New Orleans Anyone who follows politics closely has been waiting for the Gucci loafers to fall, and now that Trump finds himself as the presumptive nominee this self-funding talk is over and dead, as he realizes the general election is six months away, and it’s dialing for dollars, groveling for grub time for his campaign. The consensus price tag these days is $1 billion, so of course Trump, being a total high-low bargaining guy, says he is going to raise $1.5 billion, “no problem.”
Well, there are some problems with this, and they are the typical problems that Trump has been deriding for months of the campaign trail. The piper wants to be paid. There is no free lunch. Go to Wall Street for money and Wall Street in Trump-talk, “owns” you. In the past he accused both Hillary Clinton and Ted Cruz of being bought and sold. What will be the new Trump tune, especially now that we all know his price tag?

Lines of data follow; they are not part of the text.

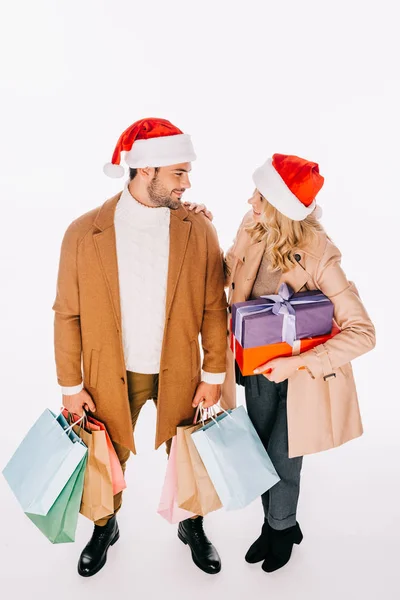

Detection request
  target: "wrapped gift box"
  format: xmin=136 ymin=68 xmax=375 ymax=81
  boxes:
xmin=231 ymin=329 xmax=339 ymax=375
xmin=232 ymin=283 xmax=333 ymax=356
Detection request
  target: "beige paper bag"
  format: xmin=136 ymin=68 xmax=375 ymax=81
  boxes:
xmin=74 ymin=425 xmax=114 ymax=521
xmin=176 ymin=423 xmax=222 ymax=516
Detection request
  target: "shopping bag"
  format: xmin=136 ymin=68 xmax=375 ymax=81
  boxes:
xmin=70 ymin=425 xmax=114 ymax=521
xmin=3 ymin=409 xmax=87 ymax=516
xmin=157 ymin=436 xmax=196 ymax=523
xmin=26 ymin=456 xmax=87 ymax=544
xmin=192 ymin=406 xmax=279 ymax=510
xmin=176 ymin=423 xmax=222 ymax=516
xmin=63 ymin=409 xmax=126 ymax=496
xmin=87 ymin=416 xmax=126 ymax=496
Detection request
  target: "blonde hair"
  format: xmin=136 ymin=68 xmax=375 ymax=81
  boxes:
xmin=246 ymin=198 xmax=324 ymax=273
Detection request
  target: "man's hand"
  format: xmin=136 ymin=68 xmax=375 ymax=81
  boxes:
xmin=192 ymin=381 xmax=221 ymax=408
xmin=63 ymin=389 xmax=96 ymax=417
xmin=183 ymin=202 xmax=214 ymax=221
xmin=254 ymin=356 xmax=301 ymax=383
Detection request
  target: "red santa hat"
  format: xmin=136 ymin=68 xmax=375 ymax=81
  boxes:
xmin=253 ymin=154 xmax=324 ymax=221
xmin=103 ymin=119 xmax=196 ymax=178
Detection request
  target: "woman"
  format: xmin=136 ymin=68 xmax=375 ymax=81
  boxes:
xmin=224 ymin=154 xmax=375 ymax=572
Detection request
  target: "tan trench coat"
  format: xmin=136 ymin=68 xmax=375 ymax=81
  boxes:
xmin=53 ymin=194 xmax=227 ymax=452
xmin=223 ymin=212 xmax=375 ymax=457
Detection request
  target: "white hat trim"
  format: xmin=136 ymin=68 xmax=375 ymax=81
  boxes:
xmin=253 ymin=158 xmax=316 ymax=221
xmin=125 ymin=133 xmax=196 ymax=169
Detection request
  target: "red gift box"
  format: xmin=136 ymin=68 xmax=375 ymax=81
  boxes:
xmin=230 ymin=324 xmax=340 ymax=376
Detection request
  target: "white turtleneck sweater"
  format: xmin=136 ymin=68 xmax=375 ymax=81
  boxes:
xmin=62 ymin=185 xmax=225 ymax=395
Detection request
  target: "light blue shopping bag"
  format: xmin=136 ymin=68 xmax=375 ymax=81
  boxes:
xmin=26 ymin=456 xmax=87 ymax=544
xmin=192 ymin=406 xmax=280 ymax=510
xmin=3 ymin=409 xmax=87 ymax=516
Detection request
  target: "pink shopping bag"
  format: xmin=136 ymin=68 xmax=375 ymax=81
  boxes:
xmin=63 ymin=410 xmax=126 ymax=496
xmin=157 ymin=436 xmax=196 ymax=523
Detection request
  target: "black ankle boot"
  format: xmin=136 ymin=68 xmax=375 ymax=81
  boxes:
xmin=244 ymin=519 xmax=269 ymax=564
xmin=178 ymin=517 xmax=221 ymax=575
xmin=78 ymin=515 xmax=119 ymax=577
xmin=262 ymin=523 xmax=303 ymax=573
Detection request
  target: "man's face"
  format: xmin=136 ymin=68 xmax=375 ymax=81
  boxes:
xmin=147 ymin=163 xmax=191 ymax=210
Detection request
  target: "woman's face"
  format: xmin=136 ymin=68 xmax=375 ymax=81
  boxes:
xmin=247 ymin=188 xmax=265 ymax=221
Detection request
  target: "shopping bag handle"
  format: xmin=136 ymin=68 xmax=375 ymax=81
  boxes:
xmin=60 ymin=406 xmax=87 ymax=433
xmin=194 ymin=401 xmax=233 ymax=428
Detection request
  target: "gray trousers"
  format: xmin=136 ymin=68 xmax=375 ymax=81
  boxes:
xmin=244 ymin=375 xmax=303 ymax=529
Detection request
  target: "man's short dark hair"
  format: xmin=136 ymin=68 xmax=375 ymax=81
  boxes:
xmin=129 ymin=167 xmax=160 ymax=181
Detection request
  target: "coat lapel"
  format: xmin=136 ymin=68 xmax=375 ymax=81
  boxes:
xmin=93 ymin=194 xmax=121 ymax=331
xmin=166 ymin=206 xmax=192 ymax=318
xmin=276 ymin=250 xmax=311 ymax=293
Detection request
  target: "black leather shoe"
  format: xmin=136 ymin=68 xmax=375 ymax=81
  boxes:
xmin=178 ymin=517 xmax=221 ymax=575
xmin=244 ymin=519 xmax=269 ymax=564
xmin=78 ymin=515 xmax=119 ymax=577
xmin=262 ymin=523 xmax=303 ymax=573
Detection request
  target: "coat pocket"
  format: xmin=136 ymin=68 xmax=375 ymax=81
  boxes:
xmin=89 ymin=350 xmax=100 ymax=388
xmin=190 ymin=340 xmax=200 ymax=379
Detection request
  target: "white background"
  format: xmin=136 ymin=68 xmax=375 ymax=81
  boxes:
xmin=0 ymin=0 xmax=400 ymax=600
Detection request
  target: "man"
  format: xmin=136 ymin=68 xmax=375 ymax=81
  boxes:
xmin=53 ymin=119 xmax=227 ymax=577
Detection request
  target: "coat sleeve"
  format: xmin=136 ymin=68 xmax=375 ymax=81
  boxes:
xmin=301 ymin=240 xmax=375 ymax=377
xmin=201 ymin=223 xmax=227 ymax=373
xmin=53 ymin=223 xmax=82 ymax=387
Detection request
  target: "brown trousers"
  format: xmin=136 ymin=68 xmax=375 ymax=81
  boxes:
xmin=96 ymin=371 xmax=172 ymax=526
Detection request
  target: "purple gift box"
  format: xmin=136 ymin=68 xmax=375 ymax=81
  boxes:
xmin=232 ymin=283 xmax=333 ymax=348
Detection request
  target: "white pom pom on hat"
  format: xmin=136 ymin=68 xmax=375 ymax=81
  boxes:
xmin=103 ymin=118 xmax=196 ymax=178
xmin=312 ymin=204 xmax=323 ymax=220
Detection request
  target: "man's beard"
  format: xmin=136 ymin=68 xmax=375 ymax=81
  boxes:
xmin=147 ymin=175 xmax=181 ymax=210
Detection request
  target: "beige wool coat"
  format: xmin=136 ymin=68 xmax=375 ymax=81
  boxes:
xmin=53 ymin=194 xmax=227 ymax=452
xmin=223 ymin=212 xmax=375 ymax=457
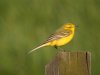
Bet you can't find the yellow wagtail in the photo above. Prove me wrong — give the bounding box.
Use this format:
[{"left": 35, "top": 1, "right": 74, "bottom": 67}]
[{"left": 28, "top": 23, "right": 75, "bottom": 54}]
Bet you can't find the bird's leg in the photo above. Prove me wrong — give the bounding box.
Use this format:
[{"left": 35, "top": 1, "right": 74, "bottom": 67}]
[{"left": 59, "top": 47, "right": 65, "bottom": 52}]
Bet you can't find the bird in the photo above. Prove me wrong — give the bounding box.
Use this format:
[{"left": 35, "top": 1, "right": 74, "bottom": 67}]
[{"left": 28, "top": 23, "right": 76, "bottom": 54}]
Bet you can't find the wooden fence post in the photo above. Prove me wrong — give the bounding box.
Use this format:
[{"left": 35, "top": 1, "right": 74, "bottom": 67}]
[{"left": 45, "top": 52, "right": 91, "bottom": 75}]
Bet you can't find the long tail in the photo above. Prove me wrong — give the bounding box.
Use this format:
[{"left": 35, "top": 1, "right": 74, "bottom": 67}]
[{"left": 28, "top": 43, "right": 48, "bottom": 54}]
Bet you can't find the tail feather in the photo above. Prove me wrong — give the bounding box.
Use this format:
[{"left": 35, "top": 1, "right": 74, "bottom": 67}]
[{"left": 28, "top": 44, "right": 47, "bottom": 54}]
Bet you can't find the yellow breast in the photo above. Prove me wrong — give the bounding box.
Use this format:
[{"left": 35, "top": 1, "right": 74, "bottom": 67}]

All signs are that the big bucks players on the Republican side will want their pound of flesh from Trump before they are willing to come in or they will stay on the sidelines which in these days of big money politics is the final death blow. The Koch Brothers who previously had pledged $900 million this cycle are now dangerously – and for all of us, depressingly — flirting with Hillary. Other big donors are also playing footsie on the issue. Adelson, the big donor from Vegas, is saying “anybody but Hillary,” which will likely be the banner many of them are forced to carry and that some Republican politicians are already belly flopping and crawling behind. Former Louisiana governor, abysmal presidential candidate, and currently unemployed Bobby Jindal, not surprisingly was one of the first to pledge fealty to Trump on the Hillary-will-be-worse caboose.
For all of us little people just trying to keep score it will be interesting to try to watch how far Trump will walk when money talks. He’s been claiming that the superrich, like himself, should pay more taxes? How many days will that position last? He has said he’s against the hedge fund tax dodge called “carried interest” that lets Wall Streeters keep billions from the taxman. How many minutes will that position last? He’s waffled around on the need to increase the minimum wage saying first, let’s go, then, oh no, and most recently as he starts going to his knees to beg for money, he’s saying, let someone else handle this, like the states.
Some signals are pretty powerful as he gets ready to flip the switch from populist disrupter to the new “I’m one of youse” stance with Wall Street and the one-percenters he needs to deliver him money. He has appointed a former Goldman Sachs, Wall Street vet, investment banker, and film financier to head his campaign finance committee to get the game going.
As Trump has said countless times. They won’t give you money for nuthin,’ they’ll all want sumthin.’ Explaining his own contributions to the Clintons’ in the past, he says, politics is “transactional.”
It hasn’t been pretty so far, but this next round will really be ugly.